Global ETF flows turned decisively risk-on in the past week. The US attracted $29.1B in net inflows. Active strategies and growth ETFs dominated buying across the board.
The US led all regions with $29.1B of net inflows over the past week. Flow imbalance sat at 62.8, meaning buying pressure was firm but not extreme.
Global (ex-country-specific) funds pulled in $19B. That is the second-largest weekly haul, with a strong imbalance score of 83.8.
Japan and China flipped into heavy outflow territory. Japan bled $8.6B and China shed $8.6B — both showing imbalance scores well below 50. That is a sharp reversal. Over three months, Japan was the second-biggest geography winner with $290.5B in cumulative inflows. The weekly turn signals possible profit-taking or macro concern.
China's three-month picture is equally sour. It ran a $49B net outflow over the quarter, and last week's selling reinforced that trend.
Tech dominated sector flows for the week. Information Technology took in $8.6B. That lines up with its three-month total of $98.9B, making it the undisputed sector leader on both timeframes.
The notable reversal this week is in Materials. It pulled in $1.2B over seven days. Over three months, Materials was a net loser at -$5.3B. That is a meaningful trend shift worth watching.
Real Estate also attracted $1.1B this week, continuing a modest but steady three-month recovery of $2.8B.

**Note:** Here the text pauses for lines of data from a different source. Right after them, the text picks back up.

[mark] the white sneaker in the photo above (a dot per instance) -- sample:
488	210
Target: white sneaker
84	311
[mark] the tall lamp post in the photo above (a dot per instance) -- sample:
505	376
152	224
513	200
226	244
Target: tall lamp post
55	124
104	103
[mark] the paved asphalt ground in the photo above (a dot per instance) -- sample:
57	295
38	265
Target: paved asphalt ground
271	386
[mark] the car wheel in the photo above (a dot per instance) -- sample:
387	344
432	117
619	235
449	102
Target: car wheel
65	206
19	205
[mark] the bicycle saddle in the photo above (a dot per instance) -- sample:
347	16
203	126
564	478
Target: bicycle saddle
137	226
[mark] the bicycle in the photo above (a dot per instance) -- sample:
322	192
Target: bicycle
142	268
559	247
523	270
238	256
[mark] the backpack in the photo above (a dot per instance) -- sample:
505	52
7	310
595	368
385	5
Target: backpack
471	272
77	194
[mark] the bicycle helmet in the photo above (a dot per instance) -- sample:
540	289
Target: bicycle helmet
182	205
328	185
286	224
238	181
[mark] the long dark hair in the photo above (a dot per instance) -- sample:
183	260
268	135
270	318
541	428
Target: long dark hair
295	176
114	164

Energy flipped the other way. It lost $1.4B last week after being a solid three-month performer with $10.4B in inflows. Industrials also turned negative, dropping $791M this week despite $13B in three-month gains.
Financials stayed flat on both timeframes — flat weekly at -$40M, but down $11B over three months.
Equities remain the dominant destination. They pulled in $34B last week and $1.18T over three months.
Fixed Income was the standout co-winner. It gathered $21.3B last week with a healthy imbalance of 75.4. Over three months the figure was $186.8B. Investors are buying both stocks and bonds simultaneously — a dual-asset bid, not a rotation.
Commodities flipped sharply. This week saw $3.1B of inflows and a 71.1 imbalance. Over three months, however, commodities bled $70.4B. That weekly reversal is the biggest asset class divergence in the data.
On strategy, Active ETFs dominated the week with $21.9B and an imbalance of 87.3. Growth strategies added $4B at 85.2 imbalance. Over three months, Growth was the second-biggest strategy by net flow at $329.7B. Passive Vanilla funds saw net outflows of $3.1B this week despite huge three-month gains of $463.3B — suggesting short-term rotation away from plain index exposure.
ESG posted another week of outflows (-$804M), extending a three-month loss of $23.1B.
Overall, the week's data points to a risk-on posture. Investors bought equities, bonds, and commodities together while rotating out of Japan, China, Energy, and passive index funds.
ORTEX Market Intelligence content is generated by AI from a snapshot of ORTEX's proprietary data. Content is informational only and does not constitute investment advice.